When discussing intersectionality, it is essential to note that it does not treat equality by adding or subtracting different strands of disadvantage or privilege. Instead, it focuses on the interconnectedness of these disparities within their contexts and how they shape each other to create unique experiences. For example, a Hispanic woman with a disability will face challenges differently than a White man living in poverty.

Educators are increasingly aware of how these intersecting forms of inequality impact their students’ lives and work and the broader society they inhabit. As a result, the theory of intersectionality is becoming more prevalent in schools and workplaces worldwide as communities grapple with issues ranging from racial injustice to climate change. However, the idea is under increasing attack, with several states passing laws that bar the discussion or training on critical race theory.

What Is Racism?

Racism is a complex concept with many interpretations. In general, though, it refers to a systematic pattern of discrimination and oppression against people based on their racial identity. Racism can be viewed as an ideology and a system of beliefs, rules, and policies leading to discriminatory behaviors.

One of the most famous examples of racism in history is the Holocaust, where the Nazi Party utilized deep-seated anti-Semitism to justify the mass persecution and death of Jews. The ideology of racism has also been used to justify segregation in North America and apartheid in South Africa. In modern times, racism is often tied to white supremacy, a belief that white people are superior to other races.

There are scholarly debates over whether or not all types of discrimination should be considered racism. For example, some researchers insist that perceptions of incommensurable cultural differences should be included in the definition of racism. In contrast, others believe such a move would diminish the term’s validity and impact.

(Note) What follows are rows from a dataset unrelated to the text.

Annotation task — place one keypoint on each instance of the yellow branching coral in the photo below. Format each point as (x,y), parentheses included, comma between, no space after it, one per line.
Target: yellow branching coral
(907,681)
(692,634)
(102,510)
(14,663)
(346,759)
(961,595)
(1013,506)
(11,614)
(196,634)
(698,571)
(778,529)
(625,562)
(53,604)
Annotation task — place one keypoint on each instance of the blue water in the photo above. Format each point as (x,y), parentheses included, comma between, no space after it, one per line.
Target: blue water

Regardless of finer points, critics of critical race theory argue that it promotes a “divide and conquer” philosophy, which encourages people of color to feel divided against each other, making them more susceptible to oppression. They claim that CRT encourages a negative view of white people and paints a picture of the world in which minority groups are constantly victimizing whites.

What Is Intersectionality in Education?

Educators are confronting new questions about critical race theory (CRT) due to the debate over culturally relevant teaching and its conservative backlash. While educators need to understand how CRT relates to these debates, it’s equally vital that they recognize its significance in their practice.

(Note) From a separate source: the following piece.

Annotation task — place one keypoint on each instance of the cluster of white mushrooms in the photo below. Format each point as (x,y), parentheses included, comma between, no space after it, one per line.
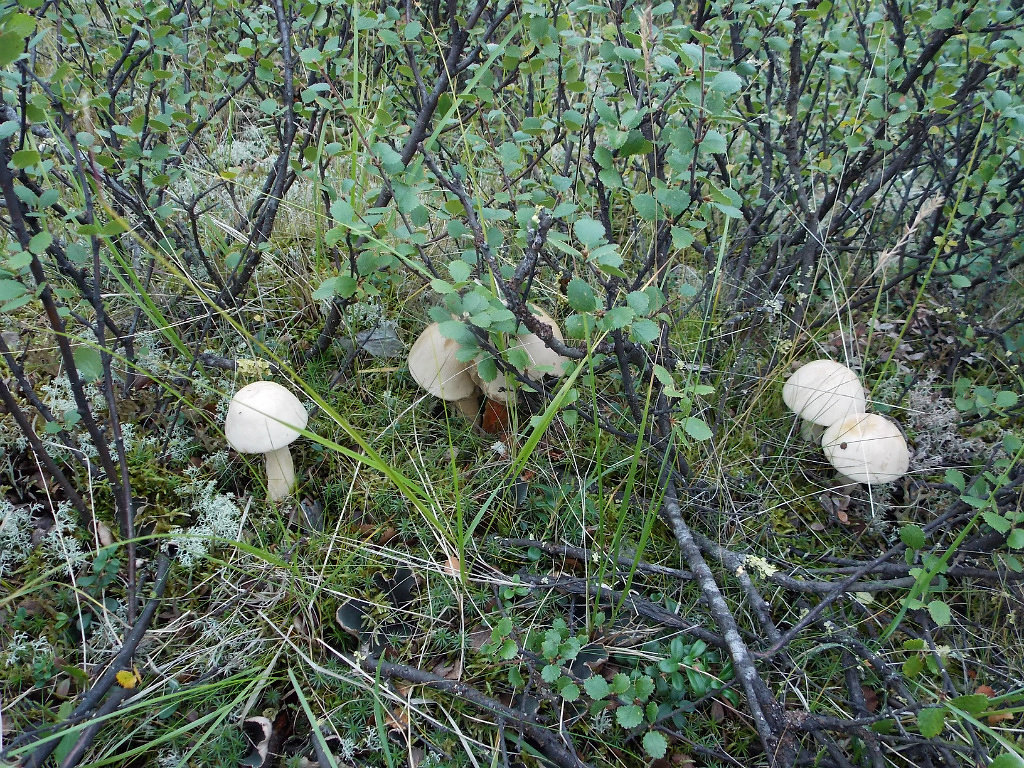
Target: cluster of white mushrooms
(863,448)
(434,365)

In the classroom, applying intersectionality is about recognizing that students have multiple intersecting social identities. These identities may make them more or less susceptible to discrimination and marginalization. Seeing these identities simultaneously and interdependently interacting helps educators appreciate that students’ experiences cannot be understood from any single identity marker. This is why it’s so helpful to consider the intersectionality metaphor of an onion – with each layer representing a different aspect of a student’s identity.

Educators who use intersectionality as a lens can see how policies, practices, and structures may increase the risk of discrimination for certain students. They can then work for equity and social justice by addressing these barriers. As discussed in the NASP infographic on understanding intersectionality, this requires a willingness to embrace intersectionality as an educational framework and to be engaged at all levels of the school system in the fight against injustice. It means being willing to support the goals of social justice at the macro level — for example, supporting community organizing efforts aimed at dismantling structural racism — while also working to address inequities at the meso and micro levels, such as helping to deconstruct stereotypes about women of color at the individual student level.